Scientists from the University of Melbourne and the Japanese pharmaceutical company Takeda have discovered that antimalarial drug artemisinin works through a "double whammy" attack on the deadly parasite.

The drug damages proteins in malaria parasites and clogs the parasite's waste disposal system, known as the proteasome.

University of Melbourne malaria researcher Leann Tilley said: "The double whammy effect means that combining artemisinin with an anti-cancer drug that also targets the proteasome, complements the activity of artemisinin, and can restore activity against artemisinin-resistant parasites."

Malaria claims the lives of about 450,000 people worldwide every year; artemisinin resistance has developed in South-East Asia, with fears it will soon reach Africa. The discovery of how artemisinin works is highlighted in the Nature Communications paper.

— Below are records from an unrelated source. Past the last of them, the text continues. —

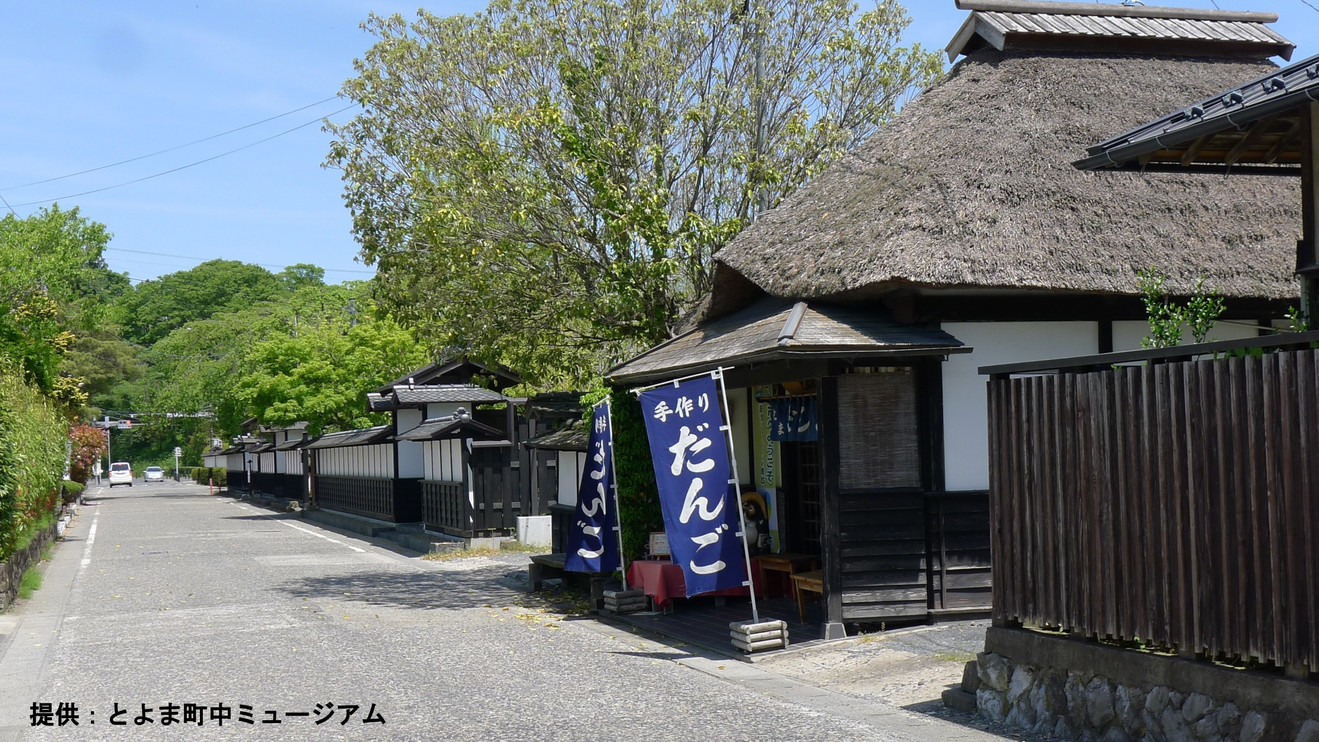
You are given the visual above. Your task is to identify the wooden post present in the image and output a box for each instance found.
[1297,101,1319,322]
[818,376,847,639]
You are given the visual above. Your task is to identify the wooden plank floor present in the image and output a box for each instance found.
[608,596,823,659]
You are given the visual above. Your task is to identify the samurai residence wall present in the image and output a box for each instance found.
[276,451,306,474]
[315,443,394,480]
[394,410,426,480]
[421,439,463,482]
[555,451,587,507]
[942,322,1097,492]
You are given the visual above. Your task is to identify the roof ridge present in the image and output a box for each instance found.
[956,0,1278,24]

"The parasite's proteasome is like a shredder that chews up damaged or used-up proteins," Professor Tilley said. "Treating malaria parasites with artemisinin generates a lot of damaged proteins. Artemisinin and proteasome inhibitors thus can work together to jam the recycling system."

Blockage of the proteasome causes an accumulation of proteins that are marked with a "kiss of death" modification. When these damaged proteins build up, they stress the parasite and soon lead to cell death.

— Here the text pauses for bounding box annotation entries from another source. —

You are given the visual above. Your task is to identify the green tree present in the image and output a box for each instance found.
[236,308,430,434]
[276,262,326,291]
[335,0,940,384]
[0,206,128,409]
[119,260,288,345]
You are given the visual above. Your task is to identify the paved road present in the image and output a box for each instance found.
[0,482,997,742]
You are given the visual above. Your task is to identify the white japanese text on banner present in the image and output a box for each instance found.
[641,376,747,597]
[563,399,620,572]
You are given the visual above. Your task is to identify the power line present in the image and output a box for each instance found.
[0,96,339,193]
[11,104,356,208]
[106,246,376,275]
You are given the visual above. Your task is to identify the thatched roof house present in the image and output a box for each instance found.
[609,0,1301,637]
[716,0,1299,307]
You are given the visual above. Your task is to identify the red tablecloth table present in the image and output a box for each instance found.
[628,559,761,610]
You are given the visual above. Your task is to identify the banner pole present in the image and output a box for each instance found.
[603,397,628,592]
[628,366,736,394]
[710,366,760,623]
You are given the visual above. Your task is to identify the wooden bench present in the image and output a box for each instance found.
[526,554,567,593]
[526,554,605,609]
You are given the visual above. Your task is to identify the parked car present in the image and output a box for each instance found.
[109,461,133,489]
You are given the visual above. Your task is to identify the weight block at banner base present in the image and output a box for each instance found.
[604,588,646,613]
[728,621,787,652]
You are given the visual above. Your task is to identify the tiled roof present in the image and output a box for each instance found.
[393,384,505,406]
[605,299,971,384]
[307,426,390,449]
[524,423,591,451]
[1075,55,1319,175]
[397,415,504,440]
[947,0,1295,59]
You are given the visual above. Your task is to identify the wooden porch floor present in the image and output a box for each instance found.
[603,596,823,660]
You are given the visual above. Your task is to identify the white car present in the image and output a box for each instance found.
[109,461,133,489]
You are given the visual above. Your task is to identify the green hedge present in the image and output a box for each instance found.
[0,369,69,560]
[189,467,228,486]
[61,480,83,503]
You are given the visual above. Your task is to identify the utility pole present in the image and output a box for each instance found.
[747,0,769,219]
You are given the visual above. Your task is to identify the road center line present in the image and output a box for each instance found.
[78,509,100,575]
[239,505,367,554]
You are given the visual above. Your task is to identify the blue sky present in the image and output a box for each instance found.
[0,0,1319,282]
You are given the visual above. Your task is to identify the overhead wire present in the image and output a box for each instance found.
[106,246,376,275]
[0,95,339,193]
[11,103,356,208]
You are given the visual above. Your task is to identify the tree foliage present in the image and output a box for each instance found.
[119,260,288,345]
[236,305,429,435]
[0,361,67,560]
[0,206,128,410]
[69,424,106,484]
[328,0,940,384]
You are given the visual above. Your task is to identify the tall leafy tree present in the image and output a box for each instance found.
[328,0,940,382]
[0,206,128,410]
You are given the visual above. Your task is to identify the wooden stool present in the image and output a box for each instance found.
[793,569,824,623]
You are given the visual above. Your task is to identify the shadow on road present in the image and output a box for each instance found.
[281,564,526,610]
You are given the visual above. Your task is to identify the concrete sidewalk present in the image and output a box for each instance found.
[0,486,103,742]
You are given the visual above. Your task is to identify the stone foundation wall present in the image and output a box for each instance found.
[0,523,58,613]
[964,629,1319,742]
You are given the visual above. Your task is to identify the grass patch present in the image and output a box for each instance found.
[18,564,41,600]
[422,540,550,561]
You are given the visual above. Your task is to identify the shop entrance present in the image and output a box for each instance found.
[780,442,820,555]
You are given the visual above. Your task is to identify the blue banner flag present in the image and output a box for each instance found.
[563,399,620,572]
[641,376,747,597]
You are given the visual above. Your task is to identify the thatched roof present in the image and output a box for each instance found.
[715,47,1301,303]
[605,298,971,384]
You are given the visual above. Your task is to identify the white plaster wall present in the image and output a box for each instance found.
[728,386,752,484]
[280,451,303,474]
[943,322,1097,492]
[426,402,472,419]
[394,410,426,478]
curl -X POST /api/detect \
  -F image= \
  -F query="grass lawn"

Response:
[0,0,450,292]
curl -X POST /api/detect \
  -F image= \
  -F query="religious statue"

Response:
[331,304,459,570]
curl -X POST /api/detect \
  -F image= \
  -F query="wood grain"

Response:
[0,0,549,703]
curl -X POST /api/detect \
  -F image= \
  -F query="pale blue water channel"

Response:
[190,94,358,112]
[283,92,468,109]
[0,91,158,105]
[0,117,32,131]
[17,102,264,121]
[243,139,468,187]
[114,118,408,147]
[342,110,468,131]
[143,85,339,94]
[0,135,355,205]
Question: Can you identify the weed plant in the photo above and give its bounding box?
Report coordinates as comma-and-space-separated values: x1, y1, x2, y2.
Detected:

Professor Tilley and her team are working with Takeda and Swiss-based non-profit research foundation Medicines for Malaria Venture to identify parasite-specific proteasome inhibitors that could be advanced to clinical trials.

"At Takeda, we are proud to contribute our expertise to help address critical global health problems. In this case, we were able to leverage our oncology research on the proteasome system and uncover a potential new way to treat malaria," said Larry Dick, Director, Biochemistry, Oncology at Takeda.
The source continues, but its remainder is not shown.